What does "quality-aware alerting" mean in practice?
It means alerts fire on quality metrics — faithfulness drops, hallucination spikes, PII leakage, jailbreak patterns, tool-call correctness regressions — in addition to standard latency and error signals. An agent that returns a confidently wrong answer in 200ms is invisible to a classic APM monitor. Confident AI routes quality alerts to PagerDuty, Slack, and Teams using the same metric definitions that score outputs in pre-production evals, so the signal is consistent across CI/CD and production.
How do these tools handle agent fan-out at scale?
The pricing model is the tell. Per-trace pricing and per-seat pricing both punish agent fan-out and cross-functional adoption. Per-GB pricing (Confident AI) or self-hosted (Helicone open-source, Phoenix from Arize) keeps economics predictable as fan-out grows. Datadog scales with ingestion volume and cardinality, which can become significant at high agent traffic without careful sampling.
Can I use these tools alongside an existing APM like Datadog?

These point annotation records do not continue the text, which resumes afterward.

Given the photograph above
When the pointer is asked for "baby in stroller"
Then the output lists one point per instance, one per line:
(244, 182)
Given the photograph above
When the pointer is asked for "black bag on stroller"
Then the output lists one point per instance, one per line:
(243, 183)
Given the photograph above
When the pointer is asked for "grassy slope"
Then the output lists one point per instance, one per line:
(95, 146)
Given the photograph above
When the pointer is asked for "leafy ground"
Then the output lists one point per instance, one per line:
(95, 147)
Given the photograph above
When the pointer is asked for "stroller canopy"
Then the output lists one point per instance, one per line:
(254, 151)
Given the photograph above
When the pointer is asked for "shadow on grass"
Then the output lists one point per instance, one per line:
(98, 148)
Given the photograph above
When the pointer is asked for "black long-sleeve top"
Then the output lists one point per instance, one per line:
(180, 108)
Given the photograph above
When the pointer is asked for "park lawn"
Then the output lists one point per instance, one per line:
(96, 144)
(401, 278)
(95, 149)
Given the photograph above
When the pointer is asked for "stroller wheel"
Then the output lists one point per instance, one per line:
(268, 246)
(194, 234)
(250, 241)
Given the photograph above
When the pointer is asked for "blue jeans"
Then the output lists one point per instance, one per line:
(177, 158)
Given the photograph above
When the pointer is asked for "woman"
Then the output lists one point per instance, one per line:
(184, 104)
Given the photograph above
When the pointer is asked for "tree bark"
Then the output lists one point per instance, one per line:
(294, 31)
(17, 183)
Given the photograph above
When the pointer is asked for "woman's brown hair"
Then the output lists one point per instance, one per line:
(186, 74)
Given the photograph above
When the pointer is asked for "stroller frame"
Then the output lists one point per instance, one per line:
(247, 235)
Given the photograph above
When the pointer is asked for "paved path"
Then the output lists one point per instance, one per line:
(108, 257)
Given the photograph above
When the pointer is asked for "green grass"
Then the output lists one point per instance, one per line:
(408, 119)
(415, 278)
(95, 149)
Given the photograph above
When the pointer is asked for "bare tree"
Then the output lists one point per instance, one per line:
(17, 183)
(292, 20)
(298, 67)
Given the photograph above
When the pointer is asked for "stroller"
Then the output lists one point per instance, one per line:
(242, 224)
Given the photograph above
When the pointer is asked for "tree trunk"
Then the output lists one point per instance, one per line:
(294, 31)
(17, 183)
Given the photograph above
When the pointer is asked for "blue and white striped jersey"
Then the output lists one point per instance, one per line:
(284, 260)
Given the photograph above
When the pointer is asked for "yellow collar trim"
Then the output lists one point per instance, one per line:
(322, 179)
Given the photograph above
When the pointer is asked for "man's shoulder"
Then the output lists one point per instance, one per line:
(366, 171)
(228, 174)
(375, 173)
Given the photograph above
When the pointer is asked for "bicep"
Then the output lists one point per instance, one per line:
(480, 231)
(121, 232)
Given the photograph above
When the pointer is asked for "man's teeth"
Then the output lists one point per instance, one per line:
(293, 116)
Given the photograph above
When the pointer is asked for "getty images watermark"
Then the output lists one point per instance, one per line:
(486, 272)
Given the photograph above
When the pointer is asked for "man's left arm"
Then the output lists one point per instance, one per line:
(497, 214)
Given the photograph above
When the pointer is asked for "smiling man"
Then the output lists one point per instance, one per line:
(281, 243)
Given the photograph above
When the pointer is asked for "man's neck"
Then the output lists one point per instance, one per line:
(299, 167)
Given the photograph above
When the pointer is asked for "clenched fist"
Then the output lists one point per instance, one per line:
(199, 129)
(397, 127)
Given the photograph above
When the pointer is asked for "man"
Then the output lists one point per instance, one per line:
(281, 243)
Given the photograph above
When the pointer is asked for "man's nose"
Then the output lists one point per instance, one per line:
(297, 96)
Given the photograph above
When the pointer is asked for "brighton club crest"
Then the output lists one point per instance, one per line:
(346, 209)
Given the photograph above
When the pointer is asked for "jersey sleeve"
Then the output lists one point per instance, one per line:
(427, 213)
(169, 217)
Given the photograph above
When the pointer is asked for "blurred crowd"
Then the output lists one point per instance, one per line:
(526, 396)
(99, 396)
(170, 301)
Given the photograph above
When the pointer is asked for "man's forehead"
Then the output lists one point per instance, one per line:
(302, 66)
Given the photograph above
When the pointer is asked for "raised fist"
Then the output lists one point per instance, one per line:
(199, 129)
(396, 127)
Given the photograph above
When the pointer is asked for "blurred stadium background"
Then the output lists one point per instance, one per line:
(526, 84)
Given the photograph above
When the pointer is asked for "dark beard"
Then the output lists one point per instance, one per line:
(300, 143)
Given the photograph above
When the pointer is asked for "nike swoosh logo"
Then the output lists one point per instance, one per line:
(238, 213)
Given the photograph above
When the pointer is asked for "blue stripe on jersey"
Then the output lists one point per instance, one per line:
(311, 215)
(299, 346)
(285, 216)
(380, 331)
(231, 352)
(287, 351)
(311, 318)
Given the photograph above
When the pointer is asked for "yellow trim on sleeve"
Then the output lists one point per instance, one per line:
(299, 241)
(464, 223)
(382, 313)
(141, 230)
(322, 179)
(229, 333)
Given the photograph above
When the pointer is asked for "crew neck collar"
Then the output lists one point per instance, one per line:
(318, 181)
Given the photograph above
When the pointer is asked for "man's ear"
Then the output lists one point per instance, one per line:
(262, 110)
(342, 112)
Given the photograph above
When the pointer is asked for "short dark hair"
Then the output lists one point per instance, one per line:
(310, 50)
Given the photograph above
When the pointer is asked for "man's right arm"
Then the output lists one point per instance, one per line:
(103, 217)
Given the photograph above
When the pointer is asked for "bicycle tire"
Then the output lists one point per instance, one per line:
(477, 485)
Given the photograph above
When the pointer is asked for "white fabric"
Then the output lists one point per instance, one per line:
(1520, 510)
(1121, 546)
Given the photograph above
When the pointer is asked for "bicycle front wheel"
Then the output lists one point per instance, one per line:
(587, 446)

Yes. AI-native platforms like Confident AI are OpenTelemetry-native and can run alongside an existing APM — agent traces and quality alerts live in the AI-native platform, while infrastructure and application-level monitoring stays in the APM. This is a common deployment pattern for enterprises that already have a Datadog contract and want agent-grade evals on top.
How do these tools integrate with CI/CD for agent regression testing?
Confident AI and LangSmith both ship CI/CD integrations that run evals in deployment pipelines and block releases when regressions cross thresholds. Datadog, Helicone, and Arize are monitoring-first and ship limited or no CI/CD regression testing surface — that loop has to be built externally or paired with an AI-native eval platform.
How often should I evaluate agents in production?
Continuously. Models drift, prompts change, retrieval indexes update, and tool behavior shifts. The platforms worth picking score every production trace automatically (or a sampled subset for cost control), surface drift via dashboards, and fire alerts when quality metrics cross thresholds — instead of waiting for a quarterly eval cycle to catch a regression that landed three weeks ago.
Does Confident AI replace a runtime AI firewall?
Not directly. Confident AI focuses on agent observability, evaluation, and quality-aware alerting. Teams that need an inline prompt-injection firewall at the API layer typically still deploy a runtime guard product alongside Confident AI — but the monitoring, evals, and alerts loop lives in Confident AI.